On Friday, I helped a friend out for a couple of hours. We had to make a trip to Lowe's and he went one way to get something and I went another way. While I was looking for a specific type of hacksaw, I couldn't help but notice a woman walking by. And that's when the thought popped into my head that if this thing that I've had on my mind were to come to pass, then I needed to not be window shopping. I can't describe it better than that and it carried on through my day and is still on my mind. I noticed that through my travels since that nobody's really turning my head. It's like that covenant Job talks about that he made with his eyes not to look at another except his wife. That's good advice, by the way for my married and committed friends. Anyway, to continue the story...
I accidentally left my multi-tool at my friend's house house. I keep one in the truck at all times. They're great fishing accessories because you can use the pliers to remove hooks and the knife to gut the fish. I keep another in the shed at church so I can thread the spool on the weed eater and cut the line. Since I was going fishing on Saturday, I wanted to take the tool with me so I decided to run down to the church.
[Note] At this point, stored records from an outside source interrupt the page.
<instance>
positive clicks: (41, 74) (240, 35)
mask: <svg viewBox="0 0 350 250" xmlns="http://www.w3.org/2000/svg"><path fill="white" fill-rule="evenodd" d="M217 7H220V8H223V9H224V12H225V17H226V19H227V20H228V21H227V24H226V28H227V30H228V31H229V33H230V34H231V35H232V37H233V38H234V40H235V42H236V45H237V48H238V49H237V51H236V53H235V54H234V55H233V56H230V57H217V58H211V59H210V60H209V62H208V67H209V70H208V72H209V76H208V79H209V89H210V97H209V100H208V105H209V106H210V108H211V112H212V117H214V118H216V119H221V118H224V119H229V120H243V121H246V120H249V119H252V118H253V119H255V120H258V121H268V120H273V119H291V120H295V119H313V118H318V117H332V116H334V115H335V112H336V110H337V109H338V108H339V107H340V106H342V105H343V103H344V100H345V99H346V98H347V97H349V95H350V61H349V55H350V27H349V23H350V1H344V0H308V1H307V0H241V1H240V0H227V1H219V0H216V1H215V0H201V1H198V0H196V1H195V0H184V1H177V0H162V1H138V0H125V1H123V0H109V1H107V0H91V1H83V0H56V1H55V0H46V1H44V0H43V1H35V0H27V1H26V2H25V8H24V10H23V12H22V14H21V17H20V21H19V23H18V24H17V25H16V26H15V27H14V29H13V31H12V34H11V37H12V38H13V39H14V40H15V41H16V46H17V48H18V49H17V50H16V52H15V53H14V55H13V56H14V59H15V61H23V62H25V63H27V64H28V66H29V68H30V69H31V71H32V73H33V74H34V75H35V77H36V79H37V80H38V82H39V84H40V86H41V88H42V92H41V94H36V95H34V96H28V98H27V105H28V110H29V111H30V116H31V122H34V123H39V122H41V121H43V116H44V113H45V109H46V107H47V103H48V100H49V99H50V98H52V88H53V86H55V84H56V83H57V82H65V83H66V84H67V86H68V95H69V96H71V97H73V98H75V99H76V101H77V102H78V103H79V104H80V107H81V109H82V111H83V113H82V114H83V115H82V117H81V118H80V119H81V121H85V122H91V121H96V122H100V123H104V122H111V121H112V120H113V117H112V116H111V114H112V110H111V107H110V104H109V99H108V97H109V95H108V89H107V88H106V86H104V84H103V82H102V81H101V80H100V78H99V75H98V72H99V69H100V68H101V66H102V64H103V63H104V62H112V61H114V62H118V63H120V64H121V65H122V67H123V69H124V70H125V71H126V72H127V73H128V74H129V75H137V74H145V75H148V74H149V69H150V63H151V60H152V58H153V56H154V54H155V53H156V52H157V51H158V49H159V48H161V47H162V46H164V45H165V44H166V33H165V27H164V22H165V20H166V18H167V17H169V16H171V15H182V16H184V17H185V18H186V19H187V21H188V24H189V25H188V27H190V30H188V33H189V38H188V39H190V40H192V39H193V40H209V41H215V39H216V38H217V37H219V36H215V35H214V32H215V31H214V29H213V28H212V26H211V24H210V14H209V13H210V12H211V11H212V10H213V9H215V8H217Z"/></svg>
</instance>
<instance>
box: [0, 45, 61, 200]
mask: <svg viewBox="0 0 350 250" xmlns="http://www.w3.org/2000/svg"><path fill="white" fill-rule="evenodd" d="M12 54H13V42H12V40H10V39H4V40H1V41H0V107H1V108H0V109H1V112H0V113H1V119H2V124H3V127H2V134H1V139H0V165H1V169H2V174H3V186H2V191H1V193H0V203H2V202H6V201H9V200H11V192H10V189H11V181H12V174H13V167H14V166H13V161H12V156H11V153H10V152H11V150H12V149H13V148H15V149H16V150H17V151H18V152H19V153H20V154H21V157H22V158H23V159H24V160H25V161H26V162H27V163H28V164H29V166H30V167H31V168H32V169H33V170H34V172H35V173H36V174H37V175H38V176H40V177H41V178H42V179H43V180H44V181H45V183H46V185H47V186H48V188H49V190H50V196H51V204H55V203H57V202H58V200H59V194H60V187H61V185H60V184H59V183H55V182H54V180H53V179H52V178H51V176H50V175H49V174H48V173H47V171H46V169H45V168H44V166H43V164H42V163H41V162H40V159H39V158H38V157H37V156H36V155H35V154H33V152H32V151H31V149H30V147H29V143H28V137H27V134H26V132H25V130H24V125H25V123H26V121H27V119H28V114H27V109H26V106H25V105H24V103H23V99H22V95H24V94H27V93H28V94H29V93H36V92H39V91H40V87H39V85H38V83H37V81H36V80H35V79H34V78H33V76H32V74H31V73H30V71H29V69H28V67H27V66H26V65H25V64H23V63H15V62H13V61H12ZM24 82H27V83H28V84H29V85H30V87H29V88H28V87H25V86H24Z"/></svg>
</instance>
You see where this is going, right?
On the journey, I was talking to God about this whole thing. If I can't put God in the middle of this situation, at the point of the triangle, as it were, then the thing on my heart is NOT for me. I mean that. There's no room for error here. If it's not from God, then it's not for me. And when it has to do with something that God had previously said NO! to then I'm acting on an extra over abundance of caution about. And in mid-sentence that's when I saw it: Wyoming 4-1953.
My sign I'd asked God for.
I have never been left utterly speechless before! I stopped in mid-sentence. My jaw dropped open. At this point, words escaped me. Um.... that's a pretty specific request and one I just made up out of my tiny little pea brain. Maybe I'm starting to see that this is really from above. But then I heard a radio program that reminded me of a Bible verse in 1 Peter that kept me saying NO! (maybe I should have said yes?)
Things happen to me all the time. This one takes the cake. But I'm still unsure and acting out of an abundance of caution. But to drive the point home, as I was returning from the church to my house, as I turned up 36th Street from Harrison Blvd, there was a red car with Wyoming plates on it. The number: 4-19531.
Be careful of what you ask for if you are not totally ready for the answer in which you might receive. Your question may have had a NO answer before because it was not in His will at that moment. The Bible never said that No means No forever!